Why India is trailing in design
- Oct 31, 2014
- By nisha.achuthan
- In Research & Trends
- Share on
Let’s take a little trip down memory lane. What was the first thought that crossed your mind when you beheld an iPhone for the very first time? Most people were enchanted by its form and function. Today, there are ample smartphones in the market to give iPhones a run for their money. Yet, there is one aspect that works beautifully in favor of Apple, differentiating it from the hordes – design.
Clean, appealing, functional design is today high on the list of priorities for any product company that wishes to stand out of the crowd and deliver with an edge. No wonder then that organizations across the world are investing time, effort and money towards ensuring great design. However, one unexpected country still lags behind in the global effort towards better design. India has always had a different approach to design. The bold, rich, Indian approach to design, which once stood to differentiate it from others, is now getting in the way of the possibility of the nation becoming a serious global contender.
What, you may wonder, has contributed to this situation? Here are a few possible explanations.
On the whole, one of the end goals of design is that it has to serve a purpose. Whether that purpose is met or not is something that the users have to answer. Given that, audiences in different parts of the world have different expectations from design.
In India, audiences specifically seem to seek the “cluttered” feel. Minimalism in design as is preferred in many other countries simply doesn’t seem adequate for Indian audiences. At Yatra, a few casual user tests revealed that the perception of minimalistic design was that of being boring or uninteresting. The busier the design, the more successful the website and the company was perceived to be.
There is also the fact that good designers are hard to come by in India. Competent and capable designers are a disturbingly small percentage of the country’s workforce. One key contributing factor to this situation is that there aren’t enough options in education for those inclined towards a career in design. The premier institution for design education in the country is the National Institute of Design. The number of students who passed out from the institute in 2012 was a dishearteningly low 240. While many might argue that this is because the institution has a challenging entrance process to begin with, the truth is that a couple of hundred good designers every year are just not enough, when you are preparing to serve a billion smartphone users in the emerging markets (whose contexts we empathize more with, than the western designers). What’s worse, although engineering courses are aplenty in the nation, most of them don’t include design in the curriculum.

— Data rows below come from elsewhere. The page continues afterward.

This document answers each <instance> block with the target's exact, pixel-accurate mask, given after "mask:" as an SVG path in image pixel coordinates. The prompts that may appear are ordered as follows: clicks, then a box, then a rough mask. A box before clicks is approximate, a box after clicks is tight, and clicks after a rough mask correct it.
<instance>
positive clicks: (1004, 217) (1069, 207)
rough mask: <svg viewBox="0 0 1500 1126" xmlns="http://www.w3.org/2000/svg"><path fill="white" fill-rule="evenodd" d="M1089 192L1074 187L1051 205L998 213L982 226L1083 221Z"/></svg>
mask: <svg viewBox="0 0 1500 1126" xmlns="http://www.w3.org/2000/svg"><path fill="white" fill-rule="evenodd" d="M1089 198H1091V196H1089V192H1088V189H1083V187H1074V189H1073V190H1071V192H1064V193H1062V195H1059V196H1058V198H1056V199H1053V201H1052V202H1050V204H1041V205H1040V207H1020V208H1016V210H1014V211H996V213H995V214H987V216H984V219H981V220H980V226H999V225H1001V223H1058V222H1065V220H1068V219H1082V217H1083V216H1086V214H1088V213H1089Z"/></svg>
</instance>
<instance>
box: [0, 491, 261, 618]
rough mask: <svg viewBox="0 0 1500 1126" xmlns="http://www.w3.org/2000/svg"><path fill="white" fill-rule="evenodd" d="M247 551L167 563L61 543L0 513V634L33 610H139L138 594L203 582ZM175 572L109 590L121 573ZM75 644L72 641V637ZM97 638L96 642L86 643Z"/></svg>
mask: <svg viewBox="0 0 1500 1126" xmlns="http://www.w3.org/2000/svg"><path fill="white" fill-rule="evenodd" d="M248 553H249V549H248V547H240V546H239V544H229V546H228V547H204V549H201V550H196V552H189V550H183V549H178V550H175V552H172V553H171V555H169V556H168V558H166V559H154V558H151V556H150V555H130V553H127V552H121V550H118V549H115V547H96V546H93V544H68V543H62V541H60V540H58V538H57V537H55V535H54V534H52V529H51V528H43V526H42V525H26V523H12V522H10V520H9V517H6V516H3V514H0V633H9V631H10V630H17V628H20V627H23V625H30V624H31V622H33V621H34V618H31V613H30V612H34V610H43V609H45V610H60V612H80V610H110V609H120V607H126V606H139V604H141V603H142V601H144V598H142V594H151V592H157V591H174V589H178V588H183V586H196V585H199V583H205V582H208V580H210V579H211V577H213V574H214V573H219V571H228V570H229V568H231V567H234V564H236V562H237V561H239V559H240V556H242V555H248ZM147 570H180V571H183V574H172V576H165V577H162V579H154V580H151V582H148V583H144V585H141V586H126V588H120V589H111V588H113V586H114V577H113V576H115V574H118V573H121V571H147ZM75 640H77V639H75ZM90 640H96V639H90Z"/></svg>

Compared to that, take a look at some of the top design schools around the world that combine design with engineering know-how as well as an in-depth understanding of audiences:
USA – Rhode Island School of Design, Massachusetts Institute of Technology Media Lab, Carnegie Mellon University School of Design, D School Institute of Design at Stanford University,
Scandinavian and Nordic countries – Copenhagen Institute of Interaction Design, Umea Institute of Design (Sweden), Oslo School of Architecture and Design (Norway), University of Art and Design Helsinki
Asia – Chiba University (Japan), Hong Kong Polytechnic University
Risk averse outlook:
In India, companies and audiences really don’t see the need to adapt to the global design preferences. According to Vijay Bapat, professor at the Industrial Design Centre, IIT Bombay, “The Indian industry is still not ready for real risk. Companies would rather go one step forward than race 10 steps ahead in design. Most of them don’t cater to the global market where competition forces design innovation. Domestic demand is huge, yet at the current scale of operations, there is little incentive to think radical.” This situation leads to Indian companies constantly finding themselves in a state of playing catch-up with the world’s design pace. Innovation then gets pushed to the back burner while the companies imitate or replicate other designs that have proven to be successful.
Lack of collaboration:
What India has failed to emulate with respect to design is the collaborative aspect which fosters innovations. There aren’t enough partnerships between organizations as well as with academia. Where interaction is stifled, possibilities are scarce and innovation is virtually stillborn.
Lack of appreciation of designers’ skills:
Given the perception of Indian design being unsuitable for the western palette & a near-hostile domestic market which does not think much about design (much less, pay for it), India designers are up against significant perception & economics related constraints, to make their mark felt. That, design is a touchy, feely process also makes most discerning customers look for local designers than work with overseas teams.
This dreary design deprivation will hopefully not last for very long. We already see a trickle of design movement in India (aided amply by local startup successes and significant price parity between western and Indian designers). Grassroot movements for design have become regular, organized and are gathering momentum.
Let’s hold it out for a few more years for ‘India Design’ to come off age.